Si può correttamente dire che nella espressione “ciascun bambino deve godere del diritti dell'uomo” sia incluso anche il diritto alla vita.

La Commissione per le questioni sociali e la salute del Consiglio d'Europa, nella medesima relazione, ha chiarito ulteriormente che: “ il diritto alla vita di ogni essere umano è il diritto fondamentale che precede e condiziona ogni altro diritto e che dovrebbe essere senza alcun limite o discriminazione….. genitori che danno origine ad una nuova vita non hanno alcun diritto su di essa, ma solo gli obblighi di proteggerla, nutrirla e metterla nelle migliori condizioni.”.

Nel preambolo della Dichiarazione dei diritti del bambino approvata all'unanimità il 20 novembre 1959 dall'Assemblea dell'O.N.U., si esprime la necessità di una protezione giuridica appropriata per il bambino, sia prima che dopo la nascita.

L'art. 6 par. 5 del Patto delle Nazioni Unite relativo ai diritti civili e politici, approvato dall'Assemblea Generale nel 1966, proibisce l'esecuzione della pena di morte nel confronti delle donne incinte. Anche basandosi su tale disposizione è lecito affermare che, presupposto della proibizione della applicazione della pena capitale ad una donna incinta, sia proprio il diritto che ogni soggetto concepito  consegua la vita.
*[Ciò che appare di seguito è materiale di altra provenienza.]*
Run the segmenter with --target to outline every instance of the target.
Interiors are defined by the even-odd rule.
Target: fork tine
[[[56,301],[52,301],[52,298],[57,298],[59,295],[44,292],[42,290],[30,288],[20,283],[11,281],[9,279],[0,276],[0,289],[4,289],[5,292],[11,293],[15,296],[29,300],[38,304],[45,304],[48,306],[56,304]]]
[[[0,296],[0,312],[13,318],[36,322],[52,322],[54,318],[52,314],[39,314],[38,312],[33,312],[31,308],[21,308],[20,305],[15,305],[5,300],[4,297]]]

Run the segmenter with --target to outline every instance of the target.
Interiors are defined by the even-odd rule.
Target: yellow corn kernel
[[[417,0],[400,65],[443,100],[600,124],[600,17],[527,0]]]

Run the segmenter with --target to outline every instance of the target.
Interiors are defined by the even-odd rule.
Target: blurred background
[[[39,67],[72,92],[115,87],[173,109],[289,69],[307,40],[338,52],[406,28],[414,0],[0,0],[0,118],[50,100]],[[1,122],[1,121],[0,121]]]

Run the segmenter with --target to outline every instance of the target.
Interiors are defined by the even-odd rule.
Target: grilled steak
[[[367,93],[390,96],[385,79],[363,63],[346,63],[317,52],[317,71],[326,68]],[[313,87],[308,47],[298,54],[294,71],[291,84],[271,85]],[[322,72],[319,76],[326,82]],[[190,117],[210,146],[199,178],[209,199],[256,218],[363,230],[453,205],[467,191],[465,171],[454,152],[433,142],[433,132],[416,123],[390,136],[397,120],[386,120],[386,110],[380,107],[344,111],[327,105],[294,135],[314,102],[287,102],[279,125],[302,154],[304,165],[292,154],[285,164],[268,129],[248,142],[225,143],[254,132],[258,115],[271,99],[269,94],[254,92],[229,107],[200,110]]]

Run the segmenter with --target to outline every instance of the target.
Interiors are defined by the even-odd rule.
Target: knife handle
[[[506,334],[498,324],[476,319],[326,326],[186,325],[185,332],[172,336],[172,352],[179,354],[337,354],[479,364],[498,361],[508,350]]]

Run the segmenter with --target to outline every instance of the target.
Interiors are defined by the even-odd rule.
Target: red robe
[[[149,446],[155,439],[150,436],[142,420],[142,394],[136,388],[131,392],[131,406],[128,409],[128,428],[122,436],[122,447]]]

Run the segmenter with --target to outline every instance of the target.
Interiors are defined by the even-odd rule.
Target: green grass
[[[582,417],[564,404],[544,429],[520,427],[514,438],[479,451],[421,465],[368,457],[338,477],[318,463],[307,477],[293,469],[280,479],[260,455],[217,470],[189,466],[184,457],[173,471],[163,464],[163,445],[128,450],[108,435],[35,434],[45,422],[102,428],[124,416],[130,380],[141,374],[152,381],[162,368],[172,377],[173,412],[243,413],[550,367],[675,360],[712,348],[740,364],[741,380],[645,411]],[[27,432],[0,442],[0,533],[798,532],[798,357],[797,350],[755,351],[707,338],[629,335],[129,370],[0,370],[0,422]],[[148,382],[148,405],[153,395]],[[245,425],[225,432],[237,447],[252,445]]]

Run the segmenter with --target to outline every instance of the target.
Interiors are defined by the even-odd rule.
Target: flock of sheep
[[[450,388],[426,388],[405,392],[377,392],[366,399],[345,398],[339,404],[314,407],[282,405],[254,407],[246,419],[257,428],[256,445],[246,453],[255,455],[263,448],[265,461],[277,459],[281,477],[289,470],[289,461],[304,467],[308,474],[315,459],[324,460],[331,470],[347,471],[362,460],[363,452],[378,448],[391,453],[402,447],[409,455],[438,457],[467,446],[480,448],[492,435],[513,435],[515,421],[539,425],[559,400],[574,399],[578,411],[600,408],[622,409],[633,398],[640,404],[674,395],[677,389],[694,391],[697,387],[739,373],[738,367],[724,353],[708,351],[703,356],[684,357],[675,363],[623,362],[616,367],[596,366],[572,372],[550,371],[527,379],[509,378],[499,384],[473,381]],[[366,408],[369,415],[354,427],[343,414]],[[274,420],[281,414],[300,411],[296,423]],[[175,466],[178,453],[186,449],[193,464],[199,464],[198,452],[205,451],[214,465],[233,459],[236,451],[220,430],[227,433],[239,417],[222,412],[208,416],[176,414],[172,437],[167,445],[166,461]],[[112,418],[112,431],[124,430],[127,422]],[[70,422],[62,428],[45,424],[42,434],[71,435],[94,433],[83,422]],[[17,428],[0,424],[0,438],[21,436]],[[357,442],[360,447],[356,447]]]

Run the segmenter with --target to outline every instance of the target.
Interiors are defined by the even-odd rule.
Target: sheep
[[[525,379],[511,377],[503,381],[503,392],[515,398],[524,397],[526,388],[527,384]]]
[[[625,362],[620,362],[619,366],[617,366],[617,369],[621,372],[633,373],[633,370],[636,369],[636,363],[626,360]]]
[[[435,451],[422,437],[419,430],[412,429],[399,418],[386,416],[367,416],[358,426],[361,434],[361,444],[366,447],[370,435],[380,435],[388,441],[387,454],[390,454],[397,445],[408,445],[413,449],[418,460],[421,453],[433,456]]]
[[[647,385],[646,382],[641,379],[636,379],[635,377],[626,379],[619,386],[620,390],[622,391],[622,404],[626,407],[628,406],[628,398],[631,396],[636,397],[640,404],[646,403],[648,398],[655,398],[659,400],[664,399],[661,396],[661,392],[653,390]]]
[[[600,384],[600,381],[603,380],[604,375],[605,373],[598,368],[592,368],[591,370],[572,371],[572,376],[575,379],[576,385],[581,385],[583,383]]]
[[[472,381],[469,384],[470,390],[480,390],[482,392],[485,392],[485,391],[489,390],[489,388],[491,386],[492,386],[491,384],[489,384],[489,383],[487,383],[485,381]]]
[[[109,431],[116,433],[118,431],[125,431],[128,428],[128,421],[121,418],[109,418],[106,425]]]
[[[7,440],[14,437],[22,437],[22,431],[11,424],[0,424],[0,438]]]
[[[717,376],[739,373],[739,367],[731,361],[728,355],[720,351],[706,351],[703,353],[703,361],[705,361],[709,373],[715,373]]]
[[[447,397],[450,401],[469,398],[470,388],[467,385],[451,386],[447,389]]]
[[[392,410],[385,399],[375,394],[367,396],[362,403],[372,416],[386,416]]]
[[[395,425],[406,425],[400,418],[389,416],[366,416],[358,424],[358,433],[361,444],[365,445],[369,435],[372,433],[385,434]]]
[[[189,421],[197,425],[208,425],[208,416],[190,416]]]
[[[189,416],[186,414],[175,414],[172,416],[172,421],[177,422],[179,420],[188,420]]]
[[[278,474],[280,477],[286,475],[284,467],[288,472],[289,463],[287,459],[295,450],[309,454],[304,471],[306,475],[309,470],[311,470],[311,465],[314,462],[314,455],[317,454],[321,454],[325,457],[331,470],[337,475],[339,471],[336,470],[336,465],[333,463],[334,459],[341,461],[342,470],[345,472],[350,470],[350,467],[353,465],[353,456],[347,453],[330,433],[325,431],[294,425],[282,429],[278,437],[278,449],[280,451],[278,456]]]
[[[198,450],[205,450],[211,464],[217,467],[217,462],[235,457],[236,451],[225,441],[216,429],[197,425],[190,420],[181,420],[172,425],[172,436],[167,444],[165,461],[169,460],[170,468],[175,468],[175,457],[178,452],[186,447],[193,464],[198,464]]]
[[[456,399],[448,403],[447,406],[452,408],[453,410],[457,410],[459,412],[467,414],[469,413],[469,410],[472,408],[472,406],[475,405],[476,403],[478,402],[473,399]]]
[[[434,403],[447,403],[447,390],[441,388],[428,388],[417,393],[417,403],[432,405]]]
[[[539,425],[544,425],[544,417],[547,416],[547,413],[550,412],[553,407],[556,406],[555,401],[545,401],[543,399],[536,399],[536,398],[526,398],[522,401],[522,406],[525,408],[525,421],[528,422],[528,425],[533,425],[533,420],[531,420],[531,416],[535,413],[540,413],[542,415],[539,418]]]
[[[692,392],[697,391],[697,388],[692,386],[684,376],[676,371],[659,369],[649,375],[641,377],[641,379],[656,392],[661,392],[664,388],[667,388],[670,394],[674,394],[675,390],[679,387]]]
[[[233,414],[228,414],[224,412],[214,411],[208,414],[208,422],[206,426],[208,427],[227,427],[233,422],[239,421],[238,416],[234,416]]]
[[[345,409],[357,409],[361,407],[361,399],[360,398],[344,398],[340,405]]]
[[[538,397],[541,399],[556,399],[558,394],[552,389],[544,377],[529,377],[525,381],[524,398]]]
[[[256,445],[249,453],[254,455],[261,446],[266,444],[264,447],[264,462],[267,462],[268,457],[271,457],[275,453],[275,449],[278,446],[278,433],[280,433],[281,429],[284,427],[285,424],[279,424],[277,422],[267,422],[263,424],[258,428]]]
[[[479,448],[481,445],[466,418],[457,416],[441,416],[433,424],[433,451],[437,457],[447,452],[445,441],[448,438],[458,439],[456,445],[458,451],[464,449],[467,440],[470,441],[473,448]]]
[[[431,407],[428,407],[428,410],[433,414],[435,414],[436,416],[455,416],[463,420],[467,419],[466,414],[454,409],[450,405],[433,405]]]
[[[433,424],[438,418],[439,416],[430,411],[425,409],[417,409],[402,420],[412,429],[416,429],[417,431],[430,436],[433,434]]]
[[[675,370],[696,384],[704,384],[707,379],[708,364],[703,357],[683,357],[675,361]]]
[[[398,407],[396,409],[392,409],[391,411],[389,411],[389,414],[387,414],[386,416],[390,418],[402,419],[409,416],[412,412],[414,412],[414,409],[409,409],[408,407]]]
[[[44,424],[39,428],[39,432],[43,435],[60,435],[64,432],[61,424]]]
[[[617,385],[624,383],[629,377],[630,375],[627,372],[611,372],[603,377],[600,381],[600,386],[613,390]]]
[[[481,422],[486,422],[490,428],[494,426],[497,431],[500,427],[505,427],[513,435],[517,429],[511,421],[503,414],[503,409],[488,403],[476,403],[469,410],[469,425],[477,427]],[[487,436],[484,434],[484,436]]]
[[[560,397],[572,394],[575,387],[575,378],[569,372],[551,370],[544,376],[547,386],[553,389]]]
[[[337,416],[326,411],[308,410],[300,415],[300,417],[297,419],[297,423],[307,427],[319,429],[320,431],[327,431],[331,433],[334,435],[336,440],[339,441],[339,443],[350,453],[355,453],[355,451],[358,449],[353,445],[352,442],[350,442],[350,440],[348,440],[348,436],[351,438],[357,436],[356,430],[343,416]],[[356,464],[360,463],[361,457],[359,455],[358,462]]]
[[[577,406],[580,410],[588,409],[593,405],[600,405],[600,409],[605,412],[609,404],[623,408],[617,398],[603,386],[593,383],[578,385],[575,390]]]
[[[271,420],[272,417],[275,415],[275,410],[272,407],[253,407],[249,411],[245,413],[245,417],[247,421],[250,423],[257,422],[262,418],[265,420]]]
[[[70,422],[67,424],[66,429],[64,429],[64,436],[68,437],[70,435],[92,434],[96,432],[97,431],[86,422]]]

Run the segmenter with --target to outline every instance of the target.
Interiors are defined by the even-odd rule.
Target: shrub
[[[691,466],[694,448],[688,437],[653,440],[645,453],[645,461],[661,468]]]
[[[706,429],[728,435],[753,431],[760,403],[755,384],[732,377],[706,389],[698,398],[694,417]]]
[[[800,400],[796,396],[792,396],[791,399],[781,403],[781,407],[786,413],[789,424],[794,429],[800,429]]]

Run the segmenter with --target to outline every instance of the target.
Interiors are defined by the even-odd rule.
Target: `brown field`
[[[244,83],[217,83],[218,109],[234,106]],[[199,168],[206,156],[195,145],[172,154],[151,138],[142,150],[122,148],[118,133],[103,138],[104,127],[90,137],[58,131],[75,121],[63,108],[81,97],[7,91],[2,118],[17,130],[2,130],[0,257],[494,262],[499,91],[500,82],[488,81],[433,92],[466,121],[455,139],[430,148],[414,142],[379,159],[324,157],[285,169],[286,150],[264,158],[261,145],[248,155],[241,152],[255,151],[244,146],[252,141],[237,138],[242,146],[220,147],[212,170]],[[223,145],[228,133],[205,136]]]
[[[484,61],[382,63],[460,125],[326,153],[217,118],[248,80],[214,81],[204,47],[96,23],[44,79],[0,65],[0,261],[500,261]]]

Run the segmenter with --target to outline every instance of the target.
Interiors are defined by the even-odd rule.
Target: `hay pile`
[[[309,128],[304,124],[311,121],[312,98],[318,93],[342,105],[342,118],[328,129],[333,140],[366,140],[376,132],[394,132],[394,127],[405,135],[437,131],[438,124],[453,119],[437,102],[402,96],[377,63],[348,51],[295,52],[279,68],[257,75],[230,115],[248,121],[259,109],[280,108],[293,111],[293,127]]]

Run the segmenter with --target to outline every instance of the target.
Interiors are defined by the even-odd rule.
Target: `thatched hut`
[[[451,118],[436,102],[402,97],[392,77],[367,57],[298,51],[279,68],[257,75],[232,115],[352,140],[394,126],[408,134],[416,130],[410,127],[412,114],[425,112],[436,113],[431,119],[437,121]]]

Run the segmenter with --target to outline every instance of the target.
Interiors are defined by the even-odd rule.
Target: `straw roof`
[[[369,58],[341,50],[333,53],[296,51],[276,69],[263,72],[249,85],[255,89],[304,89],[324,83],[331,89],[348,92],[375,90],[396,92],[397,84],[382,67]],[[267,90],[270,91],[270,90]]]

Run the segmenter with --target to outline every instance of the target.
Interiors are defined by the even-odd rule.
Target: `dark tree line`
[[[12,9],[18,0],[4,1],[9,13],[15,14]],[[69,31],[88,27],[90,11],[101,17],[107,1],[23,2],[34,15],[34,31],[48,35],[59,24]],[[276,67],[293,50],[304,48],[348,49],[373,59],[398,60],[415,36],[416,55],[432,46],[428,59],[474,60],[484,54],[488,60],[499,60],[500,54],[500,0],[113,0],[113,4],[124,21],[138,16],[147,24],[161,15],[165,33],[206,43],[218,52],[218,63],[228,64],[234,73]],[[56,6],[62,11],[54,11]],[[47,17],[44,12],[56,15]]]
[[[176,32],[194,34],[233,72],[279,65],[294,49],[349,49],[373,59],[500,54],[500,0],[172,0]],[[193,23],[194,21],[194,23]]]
La legge del 25 ottobre 1977 n. 881, con la quale è stato ratificato e reso esecutivo il  Patto citato nei territorio Italiano, a sua volta dichiara, all'art. 6 comma 11, che: “ il  diritto alla vita é inerente alla persona umana. Questo diritto deve essere protetto dalla legge. Nessuno può essere arbitrariamente privato della vita.”.  Anche se il diritto internazionale positivo non precisa il significato dell'avverbio arbitrariamente  usato nell'art. 6 del Patto solenne dei diritti civili e politici (“Nessuno può essere arbitrariamente privato della vita”) e nell'art. 4 della Convenzione americana dei diritti dell'uomo (“No one shall be arbitrarily deprived of his life”), le Dichiarazioni delle Nazioni Unite sui diritti degli handi­cappati e degli insufficienti mentali impongono che queste persone godano degli stessi diritti degli altri e, dunque, del diritto di vivere.

La tesi riporta in subiecta materia una vasta giurisprudenza delle Corti Costituzionali degli Stati Membri della Unione Europea.

Altresì, il lavoro esamina le disposizioni delle Costituzioni europee dirette a  riconoscere, tutelare e garantire, direttamente o indirettamente, lo ius vitae.

Prima fra tutte la Costituzione italiana, che all'art. 2 recita: “La Repubblica riconosce e garantisce i diritti inviolabili dell'uomo sia come singolo, sia nelle formazioni sociali ove si svolge la sua persona­lità.”.

Se si analizzano alla luce di quanto affermato le disposizioni della nostra Costituzione relative ai diritti e ai doveri dei cittadini, si può constatare che le loro potenzialità normative sono talmente ampie ed elastiche, da ricomprendere qualsiasi ulteriore ipotesi che lo sviluppo della coscienza sociale o della civiltà propongano come “nuovi diritti”. Del resto, se si procede ad una verifica puntuale della relatio dei presunti diritti non-enumerati (nuovi diritti) alle disposi­zioni costituzionali sulle libertà fondamentali, si trae conferma che l'ipotesi interpretativa del diritti inviolabili come clausola aperta,  rappresenta un appiglio nella costituzione formale a imperiosi “diritti dell'uomo,  non collocabili in nessuna delle caselle sino ad ora riempite dai diritti attualmente considerati tali”.

Il lavoro  si espande verso i temi dell’aborto e dell’eutanasia, valutando il conflitto sussistente fra il diritto alla vita e tali pratiche, tramite lo studio, la comparazione  e il bilanciamento dei principi giuridici sottesi ad entrambe le “posizioni” in contrasto.

La trattazione avviene seguendo il perimetro della giurisprudenza delle più importanti Alte Corti degli Stati europei e al di fuori dei confini comunitari oltre il vaglio accurato della normativa prodotta  dagli ordinamenti europei,  nordamericani ed australiani.